Jayesh Desai is an Indian entrepreneur and the founder of the Rajhans Group, a business conglomerate based in Surat, Gujarat. Since the mid-1990s, Desai has led the group's operations in sectors including edible oil processing, real estate, cinema exhibition, and confectionery manufacturing.

== Early Life and background ==
Desai was born in the village of Paravdi in Bhavnagar district, Gujarat. After completing his primary education, he moved to Mumbai, where he worked in an entry-level role at a ball-bearing shop. In 1989, he returned to his hometown to assist in his father’s grocery business.

== Career ==
Desai founded the Rajhans Group in 1994 with a small oil-processing unit producing filtered groundnut and cottonseed oil. By the late 1990s, the company had expanded its distribution network across Gujarat, Rajasthan, and Maharashtra. During the 2000s and 2010s, Desai expanded the group's operations into other industries. He later founded Rajhans Cinemas, a multiplex chain that operates more than 160 screens across India. In 2014, the group entered the chocolate manufacturing market under the brands Schmitten and Hoppits. A manufacturing facility was established in Surat with production technology sourced from several European countries. The company utilized brand endorsements from Priyanka Chopra and Sidharth Malhotra for its market entry.
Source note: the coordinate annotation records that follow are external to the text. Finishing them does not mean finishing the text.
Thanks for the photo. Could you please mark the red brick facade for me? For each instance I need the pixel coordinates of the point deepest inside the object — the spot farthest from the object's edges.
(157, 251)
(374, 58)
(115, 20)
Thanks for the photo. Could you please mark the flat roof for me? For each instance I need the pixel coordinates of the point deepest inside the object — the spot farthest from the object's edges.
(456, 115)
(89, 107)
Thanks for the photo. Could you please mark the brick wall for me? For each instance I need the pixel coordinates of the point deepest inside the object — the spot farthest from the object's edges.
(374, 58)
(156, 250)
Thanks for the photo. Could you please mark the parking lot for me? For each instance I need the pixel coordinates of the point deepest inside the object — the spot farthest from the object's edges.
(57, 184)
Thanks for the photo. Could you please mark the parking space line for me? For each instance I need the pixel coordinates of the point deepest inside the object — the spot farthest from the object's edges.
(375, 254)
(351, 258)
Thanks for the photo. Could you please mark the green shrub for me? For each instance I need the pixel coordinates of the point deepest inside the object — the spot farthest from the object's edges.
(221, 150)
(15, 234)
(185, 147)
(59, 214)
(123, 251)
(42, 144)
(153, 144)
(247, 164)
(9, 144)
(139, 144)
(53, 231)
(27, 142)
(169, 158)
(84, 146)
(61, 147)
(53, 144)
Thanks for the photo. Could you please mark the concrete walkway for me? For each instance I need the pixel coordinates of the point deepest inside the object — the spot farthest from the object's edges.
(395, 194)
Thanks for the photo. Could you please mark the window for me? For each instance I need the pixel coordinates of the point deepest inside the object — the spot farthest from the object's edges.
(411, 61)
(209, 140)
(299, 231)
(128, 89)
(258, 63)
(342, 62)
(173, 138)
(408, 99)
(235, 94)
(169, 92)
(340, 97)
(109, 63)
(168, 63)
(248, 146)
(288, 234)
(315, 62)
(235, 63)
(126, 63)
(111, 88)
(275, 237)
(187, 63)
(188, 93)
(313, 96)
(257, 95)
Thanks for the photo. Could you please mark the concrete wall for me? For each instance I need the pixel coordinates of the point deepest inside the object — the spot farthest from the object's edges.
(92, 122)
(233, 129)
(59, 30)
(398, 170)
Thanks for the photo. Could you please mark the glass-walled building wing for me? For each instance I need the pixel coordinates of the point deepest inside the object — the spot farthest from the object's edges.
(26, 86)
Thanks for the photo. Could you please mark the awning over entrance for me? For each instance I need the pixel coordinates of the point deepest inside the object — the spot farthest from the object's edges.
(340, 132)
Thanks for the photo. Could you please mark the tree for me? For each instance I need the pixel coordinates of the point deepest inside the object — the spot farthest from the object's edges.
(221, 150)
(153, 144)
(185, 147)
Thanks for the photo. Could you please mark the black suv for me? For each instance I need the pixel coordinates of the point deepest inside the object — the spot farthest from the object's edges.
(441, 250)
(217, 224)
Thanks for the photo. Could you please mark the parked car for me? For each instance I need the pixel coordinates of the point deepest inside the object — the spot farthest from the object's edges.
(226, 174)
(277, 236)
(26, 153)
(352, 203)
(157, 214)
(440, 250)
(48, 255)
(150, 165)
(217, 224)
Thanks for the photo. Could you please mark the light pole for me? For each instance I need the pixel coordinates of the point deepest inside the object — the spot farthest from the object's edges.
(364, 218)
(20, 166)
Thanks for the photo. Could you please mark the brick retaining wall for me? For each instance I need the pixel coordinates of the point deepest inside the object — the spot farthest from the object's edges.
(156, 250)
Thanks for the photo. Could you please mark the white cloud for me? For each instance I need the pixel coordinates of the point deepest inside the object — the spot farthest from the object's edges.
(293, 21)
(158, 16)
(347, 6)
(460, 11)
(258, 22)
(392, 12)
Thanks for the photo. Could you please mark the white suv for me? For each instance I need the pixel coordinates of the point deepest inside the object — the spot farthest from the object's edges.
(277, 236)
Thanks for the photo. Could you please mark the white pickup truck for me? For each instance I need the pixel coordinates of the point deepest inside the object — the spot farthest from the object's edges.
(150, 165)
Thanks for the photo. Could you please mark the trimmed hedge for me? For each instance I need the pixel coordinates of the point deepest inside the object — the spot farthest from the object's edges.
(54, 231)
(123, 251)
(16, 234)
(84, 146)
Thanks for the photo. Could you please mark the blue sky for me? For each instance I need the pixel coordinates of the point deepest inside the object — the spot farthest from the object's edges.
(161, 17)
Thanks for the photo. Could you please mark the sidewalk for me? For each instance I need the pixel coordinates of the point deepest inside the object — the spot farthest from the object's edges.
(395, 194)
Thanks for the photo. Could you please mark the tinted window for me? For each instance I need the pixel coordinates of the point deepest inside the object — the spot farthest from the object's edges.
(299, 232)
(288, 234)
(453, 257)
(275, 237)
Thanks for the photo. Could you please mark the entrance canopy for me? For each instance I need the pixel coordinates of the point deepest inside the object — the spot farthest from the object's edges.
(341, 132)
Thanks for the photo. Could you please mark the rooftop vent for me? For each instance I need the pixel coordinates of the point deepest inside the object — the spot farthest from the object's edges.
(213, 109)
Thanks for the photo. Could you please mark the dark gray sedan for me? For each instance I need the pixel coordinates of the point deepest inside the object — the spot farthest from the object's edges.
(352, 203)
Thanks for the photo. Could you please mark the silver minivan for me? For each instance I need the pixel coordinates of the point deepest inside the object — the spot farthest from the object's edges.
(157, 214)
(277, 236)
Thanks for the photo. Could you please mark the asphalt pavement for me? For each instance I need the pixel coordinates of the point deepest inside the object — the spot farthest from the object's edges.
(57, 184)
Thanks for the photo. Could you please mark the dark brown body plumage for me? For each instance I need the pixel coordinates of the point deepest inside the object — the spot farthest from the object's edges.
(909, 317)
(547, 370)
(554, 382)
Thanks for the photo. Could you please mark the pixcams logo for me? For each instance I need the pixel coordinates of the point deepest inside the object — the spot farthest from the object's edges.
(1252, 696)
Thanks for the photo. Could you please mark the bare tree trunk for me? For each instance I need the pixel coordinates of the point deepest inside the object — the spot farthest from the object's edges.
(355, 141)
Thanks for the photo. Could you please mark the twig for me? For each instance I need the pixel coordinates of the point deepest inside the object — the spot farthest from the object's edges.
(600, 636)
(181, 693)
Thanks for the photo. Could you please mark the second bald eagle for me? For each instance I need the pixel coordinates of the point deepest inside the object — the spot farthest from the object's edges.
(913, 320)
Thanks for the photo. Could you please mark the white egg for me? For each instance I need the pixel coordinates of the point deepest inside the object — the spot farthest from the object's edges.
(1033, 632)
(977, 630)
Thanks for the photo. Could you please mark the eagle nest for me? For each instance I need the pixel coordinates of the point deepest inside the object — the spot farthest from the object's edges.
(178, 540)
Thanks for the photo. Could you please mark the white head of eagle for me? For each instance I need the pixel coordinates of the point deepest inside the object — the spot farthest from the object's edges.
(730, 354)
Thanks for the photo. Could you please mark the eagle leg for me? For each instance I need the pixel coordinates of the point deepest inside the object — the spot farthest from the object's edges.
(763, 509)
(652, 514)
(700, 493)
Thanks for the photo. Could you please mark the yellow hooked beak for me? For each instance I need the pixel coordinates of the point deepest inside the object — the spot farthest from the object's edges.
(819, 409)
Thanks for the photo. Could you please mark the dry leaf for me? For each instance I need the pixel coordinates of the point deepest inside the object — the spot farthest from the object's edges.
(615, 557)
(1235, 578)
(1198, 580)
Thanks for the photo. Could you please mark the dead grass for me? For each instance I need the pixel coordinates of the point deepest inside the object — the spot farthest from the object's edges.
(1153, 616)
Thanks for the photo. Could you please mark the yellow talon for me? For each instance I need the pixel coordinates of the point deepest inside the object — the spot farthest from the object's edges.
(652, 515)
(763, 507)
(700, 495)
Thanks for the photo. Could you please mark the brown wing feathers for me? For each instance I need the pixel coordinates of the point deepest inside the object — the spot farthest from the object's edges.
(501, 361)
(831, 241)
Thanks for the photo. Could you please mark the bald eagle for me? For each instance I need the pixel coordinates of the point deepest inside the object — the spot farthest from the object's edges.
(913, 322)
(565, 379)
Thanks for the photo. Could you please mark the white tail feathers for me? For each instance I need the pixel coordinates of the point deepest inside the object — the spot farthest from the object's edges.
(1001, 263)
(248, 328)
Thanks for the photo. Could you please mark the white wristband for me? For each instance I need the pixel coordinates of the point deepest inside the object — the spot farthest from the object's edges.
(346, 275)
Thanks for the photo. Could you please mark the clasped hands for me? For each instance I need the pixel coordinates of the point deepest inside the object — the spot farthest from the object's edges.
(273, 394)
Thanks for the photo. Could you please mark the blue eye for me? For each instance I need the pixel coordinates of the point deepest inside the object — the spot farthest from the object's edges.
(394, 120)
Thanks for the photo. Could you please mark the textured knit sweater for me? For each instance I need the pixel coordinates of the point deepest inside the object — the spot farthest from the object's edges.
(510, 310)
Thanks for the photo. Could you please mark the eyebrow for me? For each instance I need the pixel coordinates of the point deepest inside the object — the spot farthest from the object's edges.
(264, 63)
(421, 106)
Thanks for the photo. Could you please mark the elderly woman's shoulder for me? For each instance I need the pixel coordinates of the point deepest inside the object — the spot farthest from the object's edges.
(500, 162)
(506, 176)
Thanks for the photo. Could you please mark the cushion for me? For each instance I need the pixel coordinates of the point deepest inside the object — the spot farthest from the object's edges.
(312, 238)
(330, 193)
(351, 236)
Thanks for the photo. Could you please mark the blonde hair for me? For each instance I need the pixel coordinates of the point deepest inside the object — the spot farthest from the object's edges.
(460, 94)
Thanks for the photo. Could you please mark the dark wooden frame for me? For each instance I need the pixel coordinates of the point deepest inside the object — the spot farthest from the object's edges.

In 2005, the group entered the textile dyeing and processing sector through Rajhans Poly-Prints and Rajhans Silk Mills.

=== Shareconomy ===
In 2017, Desai launched Shareconomy, a business-to-business (B2B) digital platform designed to facilitate the sharing of industrial manufacturing capacity between owners and third-party users.

== Public profile ==
In 2011, Desai received national media coverage for his purchase of a Ferrari 360 Modena from cricketer Sachin Tendulkar. The vehicle had originally been presented to Tendulkar by Michael Schumacher in 2002.

== Recognition ==
In 2021, Desai was named among The Economic Times’ Leaders of Change.